Here one might question what pertinence Schubert’s sexuality bears on this work. Indeed, Kofi Agawu argues in his article Schubert's Sexuality: A Prescription for Analysis that whether Schubert was gay is only relevant to understanding his music if it can be proven his homosexuality had a distinct effect on his compositional voice throughout all his works. It is conspicuous that assertions like Agawu’s are not raised when musicologists research other aspects of composers’ lives. Many musicians and musicologists view understanding a composer’s life as a helpful tool to understand their music, a position which would not widely be considered controversial.
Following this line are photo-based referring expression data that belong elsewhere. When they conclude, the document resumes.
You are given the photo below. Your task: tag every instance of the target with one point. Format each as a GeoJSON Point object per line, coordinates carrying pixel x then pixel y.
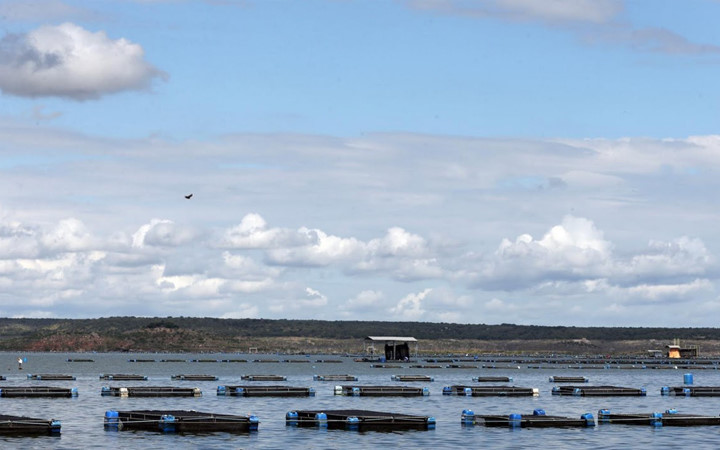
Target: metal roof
{"type": "Point", "coordinates": [391, 338]}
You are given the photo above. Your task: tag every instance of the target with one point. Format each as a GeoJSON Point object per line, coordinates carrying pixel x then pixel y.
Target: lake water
{"type": "Point", "coordinates": [82, 417]}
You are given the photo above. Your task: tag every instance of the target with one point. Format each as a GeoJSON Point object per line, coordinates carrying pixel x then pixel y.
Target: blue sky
{"type": "Point", "coordinates": [440, 160]}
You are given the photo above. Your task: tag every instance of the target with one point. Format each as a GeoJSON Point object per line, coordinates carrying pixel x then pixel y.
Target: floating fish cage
{"type": "Point", "coordinates": [412, 378]}
{"type": "Point", "coordinates": [381, 391]}
{"type": "Point", "coordinates": [179, 421]}
{"type": "Point", "coordinates": [266, 391]}
{"type": "Point", "coordinates": [538, 419]}
{"type": "Point", "coordinates": [184, 377]}
{"type": "Point", "coordinates": [492, 379]}
{"type": "Point", "coordinates": [669, 418]}
{"type": "Point", "coordinates": [361, 420]}
{"type": "Point", "coordinates": [20, 425]}
{"type": "Point", "coordinates": [150, 391]}
{"type": "Point", "coordinates": [264, 378]}
{"type": "Point", "coordinates": [691, 391]}
{"type": "Point", "coordinates": [569, 379]}
{"type": "Point", "coordinates": [123, 377]}
{"type": "Point", "coordinates": [490, 391]}
{"type": "Point", "coordinates": [50, 377]}
{"type": "Point", "coordinates": [334, 378]}
{"type": "Point", "coordinates": [598, 391]}
{"type": "Point", "coordinates": [36, 391]}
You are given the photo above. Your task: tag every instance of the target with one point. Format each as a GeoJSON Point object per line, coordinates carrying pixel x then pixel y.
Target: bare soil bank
{"type": "Point", "coordinates": [164, 340]}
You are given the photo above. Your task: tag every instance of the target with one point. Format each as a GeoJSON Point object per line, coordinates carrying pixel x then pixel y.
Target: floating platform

If Schubert was indeed gay, one could imagine that his feelings about not being able to openly express it may have inspired some of his music, particularly pieces like Trockne Blumen, where romantic tragedy lies at the heart. Returning now to Philip Brett, he identifies that Agawu’s argument is underlaid by a model that “never validates a specific listener and omits the expression without which the work only lamely exists – the performance”. Whether or not his sexuality defined Schubert’s compositional style, understanding that he might have been queer may allow queer performers and audiences to uniquely connect with his music. Gay, bisexual or straight, it is highly likely that Schubert’s romantic life was largely unsuccessful; since the only woman he ever courted, Therese Grob, escaped his grasp, and no further records of serious pursuits exist.
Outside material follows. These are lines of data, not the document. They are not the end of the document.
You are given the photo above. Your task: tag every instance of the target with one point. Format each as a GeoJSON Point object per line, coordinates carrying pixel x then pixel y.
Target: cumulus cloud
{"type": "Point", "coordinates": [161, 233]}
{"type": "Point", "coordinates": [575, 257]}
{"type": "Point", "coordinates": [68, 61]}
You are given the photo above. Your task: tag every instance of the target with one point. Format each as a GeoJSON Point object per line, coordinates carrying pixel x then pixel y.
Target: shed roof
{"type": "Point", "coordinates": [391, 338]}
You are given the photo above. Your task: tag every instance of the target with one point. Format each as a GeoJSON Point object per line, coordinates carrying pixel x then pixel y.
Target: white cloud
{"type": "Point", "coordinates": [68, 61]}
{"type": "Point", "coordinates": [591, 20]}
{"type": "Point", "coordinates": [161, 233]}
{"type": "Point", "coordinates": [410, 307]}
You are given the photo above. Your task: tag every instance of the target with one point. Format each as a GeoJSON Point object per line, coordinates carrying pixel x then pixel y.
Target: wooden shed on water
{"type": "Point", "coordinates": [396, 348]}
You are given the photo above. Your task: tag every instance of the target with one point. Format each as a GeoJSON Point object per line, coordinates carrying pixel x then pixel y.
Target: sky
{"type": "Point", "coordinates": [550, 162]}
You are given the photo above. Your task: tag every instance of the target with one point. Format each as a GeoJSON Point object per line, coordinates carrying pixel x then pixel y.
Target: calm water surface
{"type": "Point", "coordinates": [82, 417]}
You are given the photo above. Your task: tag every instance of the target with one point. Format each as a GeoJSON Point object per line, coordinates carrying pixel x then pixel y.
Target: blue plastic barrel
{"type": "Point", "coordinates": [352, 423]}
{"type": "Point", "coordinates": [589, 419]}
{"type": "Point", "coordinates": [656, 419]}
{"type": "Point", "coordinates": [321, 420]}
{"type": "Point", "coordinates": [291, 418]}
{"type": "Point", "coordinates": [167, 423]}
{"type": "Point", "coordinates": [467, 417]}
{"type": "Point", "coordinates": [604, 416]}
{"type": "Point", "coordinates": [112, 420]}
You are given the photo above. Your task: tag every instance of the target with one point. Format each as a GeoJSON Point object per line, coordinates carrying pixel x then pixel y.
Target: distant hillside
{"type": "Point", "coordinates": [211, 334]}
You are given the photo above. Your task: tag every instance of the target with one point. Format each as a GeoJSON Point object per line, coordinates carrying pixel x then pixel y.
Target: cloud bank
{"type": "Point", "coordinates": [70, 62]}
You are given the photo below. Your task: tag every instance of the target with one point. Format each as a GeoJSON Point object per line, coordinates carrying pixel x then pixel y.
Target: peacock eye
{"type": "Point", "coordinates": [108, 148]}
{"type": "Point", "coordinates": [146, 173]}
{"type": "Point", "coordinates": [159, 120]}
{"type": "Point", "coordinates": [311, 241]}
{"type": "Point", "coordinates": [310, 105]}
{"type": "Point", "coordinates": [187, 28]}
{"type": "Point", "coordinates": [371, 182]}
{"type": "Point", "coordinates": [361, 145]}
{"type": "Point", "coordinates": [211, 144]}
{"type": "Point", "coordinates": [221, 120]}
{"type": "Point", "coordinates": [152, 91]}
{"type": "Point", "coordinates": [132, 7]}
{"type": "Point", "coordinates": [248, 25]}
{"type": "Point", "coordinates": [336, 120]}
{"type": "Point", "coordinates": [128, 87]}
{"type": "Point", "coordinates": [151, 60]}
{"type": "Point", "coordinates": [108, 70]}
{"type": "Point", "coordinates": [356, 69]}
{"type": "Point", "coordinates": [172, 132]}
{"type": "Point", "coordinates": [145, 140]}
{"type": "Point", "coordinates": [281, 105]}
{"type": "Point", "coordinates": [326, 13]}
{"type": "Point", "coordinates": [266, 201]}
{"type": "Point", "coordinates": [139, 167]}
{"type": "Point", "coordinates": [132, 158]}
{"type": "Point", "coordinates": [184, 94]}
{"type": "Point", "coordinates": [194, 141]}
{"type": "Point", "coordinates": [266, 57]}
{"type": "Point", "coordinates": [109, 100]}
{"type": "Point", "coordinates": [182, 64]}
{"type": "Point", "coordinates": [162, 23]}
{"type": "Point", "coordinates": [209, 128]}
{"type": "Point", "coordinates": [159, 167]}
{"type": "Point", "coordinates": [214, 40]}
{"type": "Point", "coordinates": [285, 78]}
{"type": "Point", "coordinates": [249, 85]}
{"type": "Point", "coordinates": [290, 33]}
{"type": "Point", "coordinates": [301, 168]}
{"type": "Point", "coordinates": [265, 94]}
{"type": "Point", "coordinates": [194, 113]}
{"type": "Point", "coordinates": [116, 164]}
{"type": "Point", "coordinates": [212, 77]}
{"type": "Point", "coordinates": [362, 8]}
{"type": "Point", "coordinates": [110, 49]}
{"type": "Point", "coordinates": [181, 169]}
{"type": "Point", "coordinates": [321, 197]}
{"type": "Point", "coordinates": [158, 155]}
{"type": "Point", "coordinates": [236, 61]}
Regardless of the relationship to Schubert’s own personal life, it is inarguable that the content of the Lied, Trockne Blumen, is explicitly suicidal in nature. With this in mind, the reasoning behind Schubert’s choice to create highly virtuosic variations for the flute and piano on this theme is not immediately comprehensible. In the words of musicologist Alfred Einstein, in Schubert: a Musical Portrait, “it is depressing for any lover of Schubert to see a song of such unique intensity and restraint subjected to a virtuoso treatment and transformed eventually into a triumphal march – a sacrilege which no one but Schubert himself could have been allowed to commit”.

 

One possible rationale, as presented by Lawrence Zbikowski in Blossoms of Trockne Blumen: Music and Text in the Early 19th Century, is that Schubert was exercising a “psychological urge to tame a song whose topic – suicide – might have occupied Schubert in his confrontation with a debilitating disease”. He points to the structural changes in the presentation of the Trockne Blumen theme prior to variation, with repetition of each phrase altering the overall perception of harmony and rhythm, with the overall effect of “drain[ing] away much of the tension and drama”. A slightly more optimistic interpretation from Marisi suggests that “the function of the composition of this piece might be to purge Schubert’s excessive feelings of sorrow and fear, which were related to his illness”. As supporting evidence, she calls on Schubert’s 1824 letter to his brother, in which he writes: “Do not think that I am not well or cheerful, just the contrary. It is a period, which I endeavor to beautify as far as possible”; and suggests the extensive use of the Tierce de Picardy amongst Schubert’s E minor theme could reflect “positive behavioral adaptation”. If we accept that the text of Trockne Blumen could in some way also reflect the unhappiness of Schubert’s romantic life, it could be that also here he was seeking solace, expressed through the flute’s voice. As flautists we are presented with the opportunity to transform despair to hope not only for Schubert, but through sensitive interpretation, also for audiences of today and well into the future.